Let me put it this way – When this particular student showed up in my class I explained to her that it might not be what she is used to. She then explained to me about her injuries. Last week in the middle of class she said to me, "And you were worried about this class being too easy for me!"
What about beginning students? How do you approach them?
First I try to talk with them before they attend so that I can direct them to the class that seems appropriate for them. We recently added levels of Life Balance Yoga Therapy classes to better accommodate beginners. We also offer some therapeutic classes that are appropriate for students dealing with physical or emotional conditions.
How do you direct students to a particular class?
If they are beginners who have no major physical injuries or conditions and are interested in straightforward yoga classes, I direct them to Life Balance Yoga Levels 1-2.
If they are dealing with stress or anxiety or if they have some physical limitations that need a tender approach, I direct them to the Gentle Therapeutic classes, Yoga for Stress, or Restorative Yoga.
If they are looking for greater challenge in terms of strength, endurance, and intense stretching, are more experienced in yoga, and have no major physical limitations, I direct them to Life Balance Yoga Level 2-3.
Is there ever a time that you recommend private work instead of a class.
Yes. If I determine in talking with a potential student that it would be unsafe for them to participate in class, I do recommend private work. Sometimes after the initial assessment and one or two sessions, I can safely transition them into the yoga for stress class. I try to work with each client according to their budget and needs.
You offer classes on the schedule that are not Life Balance Yoga Therapy classes. Can you explain this?
Yes. Only those who have graduated from my teacher training program can be called Life Balance Yoga Therapy Teachers. The other teachers on the schedule have skills and philosophies that are consistent with the Life Balance Yoga Therapy philosophy of seeing clients as individuals and addressing individual differences. In this way, these teachers and classes serve our clientele well.
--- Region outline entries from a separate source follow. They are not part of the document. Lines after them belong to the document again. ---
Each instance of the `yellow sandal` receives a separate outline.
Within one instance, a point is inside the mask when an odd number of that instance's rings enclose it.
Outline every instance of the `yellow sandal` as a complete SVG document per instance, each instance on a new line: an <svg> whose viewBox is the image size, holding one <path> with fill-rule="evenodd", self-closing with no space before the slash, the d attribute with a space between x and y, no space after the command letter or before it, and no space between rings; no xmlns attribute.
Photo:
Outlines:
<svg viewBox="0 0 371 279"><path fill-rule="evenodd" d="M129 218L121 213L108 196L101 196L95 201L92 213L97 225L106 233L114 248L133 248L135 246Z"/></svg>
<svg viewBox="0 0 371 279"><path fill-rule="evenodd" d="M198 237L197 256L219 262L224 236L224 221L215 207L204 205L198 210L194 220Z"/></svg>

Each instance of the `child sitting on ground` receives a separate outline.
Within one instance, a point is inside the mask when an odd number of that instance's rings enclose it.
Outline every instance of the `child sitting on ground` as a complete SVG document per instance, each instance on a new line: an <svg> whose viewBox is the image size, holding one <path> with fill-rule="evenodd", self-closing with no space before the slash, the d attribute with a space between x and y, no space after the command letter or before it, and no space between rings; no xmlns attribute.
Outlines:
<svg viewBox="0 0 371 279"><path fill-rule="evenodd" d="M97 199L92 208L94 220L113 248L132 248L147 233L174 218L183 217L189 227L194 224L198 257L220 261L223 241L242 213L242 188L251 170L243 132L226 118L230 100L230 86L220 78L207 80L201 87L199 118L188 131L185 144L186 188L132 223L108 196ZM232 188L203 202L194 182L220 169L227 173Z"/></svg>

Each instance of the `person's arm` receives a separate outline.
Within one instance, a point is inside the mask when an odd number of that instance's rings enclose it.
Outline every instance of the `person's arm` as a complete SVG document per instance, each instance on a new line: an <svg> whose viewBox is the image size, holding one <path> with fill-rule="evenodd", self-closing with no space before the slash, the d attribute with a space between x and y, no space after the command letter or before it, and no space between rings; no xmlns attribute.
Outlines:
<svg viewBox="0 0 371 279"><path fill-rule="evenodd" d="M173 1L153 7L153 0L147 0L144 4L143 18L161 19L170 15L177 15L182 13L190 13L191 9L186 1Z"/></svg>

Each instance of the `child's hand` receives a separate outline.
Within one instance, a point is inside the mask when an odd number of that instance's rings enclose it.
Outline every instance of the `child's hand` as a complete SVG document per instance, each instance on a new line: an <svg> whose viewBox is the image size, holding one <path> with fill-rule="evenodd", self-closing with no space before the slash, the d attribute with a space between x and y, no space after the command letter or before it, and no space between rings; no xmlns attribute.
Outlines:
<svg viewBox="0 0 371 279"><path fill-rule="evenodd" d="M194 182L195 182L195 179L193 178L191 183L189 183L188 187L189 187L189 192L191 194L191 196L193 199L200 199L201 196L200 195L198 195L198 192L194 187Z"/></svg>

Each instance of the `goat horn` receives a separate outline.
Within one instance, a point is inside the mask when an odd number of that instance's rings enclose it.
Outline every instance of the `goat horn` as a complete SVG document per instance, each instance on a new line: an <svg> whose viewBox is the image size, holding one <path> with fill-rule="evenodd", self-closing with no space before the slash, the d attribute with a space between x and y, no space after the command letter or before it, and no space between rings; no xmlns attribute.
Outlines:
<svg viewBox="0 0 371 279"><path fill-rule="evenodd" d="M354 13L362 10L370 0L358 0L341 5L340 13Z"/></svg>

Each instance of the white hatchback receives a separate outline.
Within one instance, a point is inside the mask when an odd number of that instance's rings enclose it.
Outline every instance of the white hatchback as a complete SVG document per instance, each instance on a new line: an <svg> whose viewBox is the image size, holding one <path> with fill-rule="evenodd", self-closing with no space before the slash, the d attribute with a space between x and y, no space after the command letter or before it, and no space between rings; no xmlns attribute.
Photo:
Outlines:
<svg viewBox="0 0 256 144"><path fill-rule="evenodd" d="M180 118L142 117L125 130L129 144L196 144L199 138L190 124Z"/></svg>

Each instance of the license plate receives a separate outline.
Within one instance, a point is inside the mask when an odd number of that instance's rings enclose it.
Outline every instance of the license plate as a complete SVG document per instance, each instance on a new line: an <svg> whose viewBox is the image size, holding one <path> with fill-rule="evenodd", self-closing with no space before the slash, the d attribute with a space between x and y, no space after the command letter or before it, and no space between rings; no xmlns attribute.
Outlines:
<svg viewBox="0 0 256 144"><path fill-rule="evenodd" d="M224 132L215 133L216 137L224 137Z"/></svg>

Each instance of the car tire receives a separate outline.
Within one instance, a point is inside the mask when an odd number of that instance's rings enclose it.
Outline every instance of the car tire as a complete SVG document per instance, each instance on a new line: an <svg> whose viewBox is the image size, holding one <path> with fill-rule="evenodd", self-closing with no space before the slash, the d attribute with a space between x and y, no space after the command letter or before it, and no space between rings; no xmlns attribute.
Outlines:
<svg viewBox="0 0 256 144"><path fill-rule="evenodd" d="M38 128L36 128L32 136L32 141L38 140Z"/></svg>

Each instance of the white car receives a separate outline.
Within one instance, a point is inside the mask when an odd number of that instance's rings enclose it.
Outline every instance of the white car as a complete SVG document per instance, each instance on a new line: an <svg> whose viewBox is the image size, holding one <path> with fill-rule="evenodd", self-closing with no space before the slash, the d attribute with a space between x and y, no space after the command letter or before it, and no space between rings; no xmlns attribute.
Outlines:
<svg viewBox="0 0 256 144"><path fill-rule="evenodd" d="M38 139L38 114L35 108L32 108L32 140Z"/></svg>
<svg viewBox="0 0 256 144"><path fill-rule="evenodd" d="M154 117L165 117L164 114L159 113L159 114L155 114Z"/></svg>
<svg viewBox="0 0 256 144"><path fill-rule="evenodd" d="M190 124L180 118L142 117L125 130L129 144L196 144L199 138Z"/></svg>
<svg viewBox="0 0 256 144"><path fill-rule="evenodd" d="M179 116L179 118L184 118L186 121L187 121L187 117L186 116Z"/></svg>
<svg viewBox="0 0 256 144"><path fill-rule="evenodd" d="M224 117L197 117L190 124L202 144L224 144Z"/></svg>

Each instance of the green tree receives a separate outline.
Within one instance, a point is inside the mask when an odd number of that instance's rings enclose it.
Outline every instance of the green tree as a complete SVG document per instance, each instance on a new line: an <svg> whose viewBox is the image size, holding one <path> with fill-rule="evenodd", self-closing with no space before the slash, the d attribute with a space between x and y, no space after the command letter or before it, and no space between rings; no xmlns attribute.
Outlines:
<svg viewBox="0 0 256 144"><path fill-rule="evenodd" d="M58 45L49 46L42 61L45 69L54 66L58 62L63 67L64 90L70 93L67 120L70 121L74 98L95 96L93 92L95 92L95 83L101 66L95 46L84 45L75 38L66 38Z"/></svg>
Can Life Balance Yoga Therapy help athletes?
Absolutely! This type of work usually requires at least some private sessions. I have worked with runners, golfers, tennis players, and ballet dancers to correct muscle imbalances from the repetitive motion of their sport and to strengthen/stretch muscles needed for performance improvement. I really love this type of work – It is so gratifying when the student comes back to tell me how their performance has improved since they began their focused yoga practice.